The show has been a commercial and critical success, winning several awards and receiving high ratings from viewers. It has been praised for its ability to make complex technical concepts accessible to a general audience, while also being entertaining and engaging. Overall, "Silicon Valley" is a funny and insightful show that offers a unique perspective on the world of tech entrepreneurship.

Got a "Not available in your region" message?

No worries. Get a true residential US IP address and watch any title even if you are not in the USA!

Episodes

Thank you! Your submission has been received!
Oops! Something went wrong while submitting the form.
No items found.
Author
Emily Peacock

Undoubtfully, cinematography has been my passion since a very young age. Even now, watching a new movie or series always prompts me to ask a lot of questions to the author. Thus, every little essay about a title is definitely not a spoiler, but rather an attempt to explore the idea.

share this article

you might also like

Weeds

2021
Comedy & Humor
As he championed "the new journalism" in the late sixties, Tom Wolfe suggested no one ever would write anything truly compelling"”fact or fiction"”about the suburbs; he asserted, "There is no life there." During the New Depression, however, the suburbs have gone ghetto, suddenly teeming with life and depravity; and television writers are producing all kinds of compelling stuff about what they have discovered beyond the white picket fences. Witness Showtime's smash-hit "Weeds," the life and times of a "proper" suburban widow keeping-up appearances while she deals more dope than a six-pack of Mexican cartels. As in "The Office," the basic premise for "Weeds" is an import from Great Britain, adapted from the British film Saving Grace which showed a widow and her gardener conspiring to maintain the widow's lifestyle by supplying the locals with their favorite herbal refreshment. Critics frequently compare "Weeds" with American Beauty for its exploitation of the idea "Normal is the face we wear to cover how f***ed-up we are." By contrast with "Desperate Housewives," Nancy Botwin, our entrepreneurial heroine, has far more good reason for desperation than her difficulty achieving orgasm; she has a house, a mortgage, two sons, and a reputation.
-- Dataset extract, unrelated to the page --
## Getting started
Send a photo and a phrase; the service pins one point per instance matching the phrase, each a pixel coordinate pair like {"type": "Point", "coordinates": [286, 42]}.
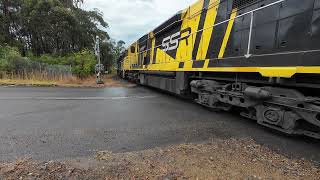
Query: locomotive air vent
{"type": "Point", "coordinates": [242, 3]}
Since Bonfire of the Vanities tanked and "Weeds" flourished, Tom Wolfe may have to consider the distinct possibility that there is no life in Manhattan.

Parenthood

2021
Comedy & Humor
If your family drama cannot be "Modern Family" or "Brothers and Sisters," then what can it be? It almost inevitably will be NBC's "Parenthood," a mid-season, post-Olympic experiment boldly launched in February, 2010. The "Parenthood" experiment tests the hypothesis that good writers and actors can find the middle ground between "Modern Family's" understated but outrageous satire and "Brothers and Sisters'" intensity. Producers Ron Howard and Brian Grazer are re-working the basic premise of Parenthood, the 1989 movie starring Steve Martin as a frazzled father trying with all his might to do the right thing for everyone he loves. The New York Times accurately observes, "'Parenthood,' with its polished scripts and beautifully shot exteriors, seems like a last gasp of television past," big-big production values and a cast of small-screen all-stars including Craig T. Nelson, Bonnie Bedelia, and Lauren Graham. "Parenthood's" plots and dialogue exploit the irony in everyday family life, winning empathetic laughs and wry smiles where other teams might push too hard for punchlines. Some of the dialogue has the same brilliant serrated edge that distinguished "Gilmore Girls," but, as Lauren Graham points out, "I do not have to talk so fast." Like all good comedy, the teasing and quirkiness are fundamentally good-natured, and every episode features at least one weep-worthy segment. Because "Parenthood" is not "Modern Family" or "Brothers and Sisters," it has become the rarest of rare productions at NBC"”a hit.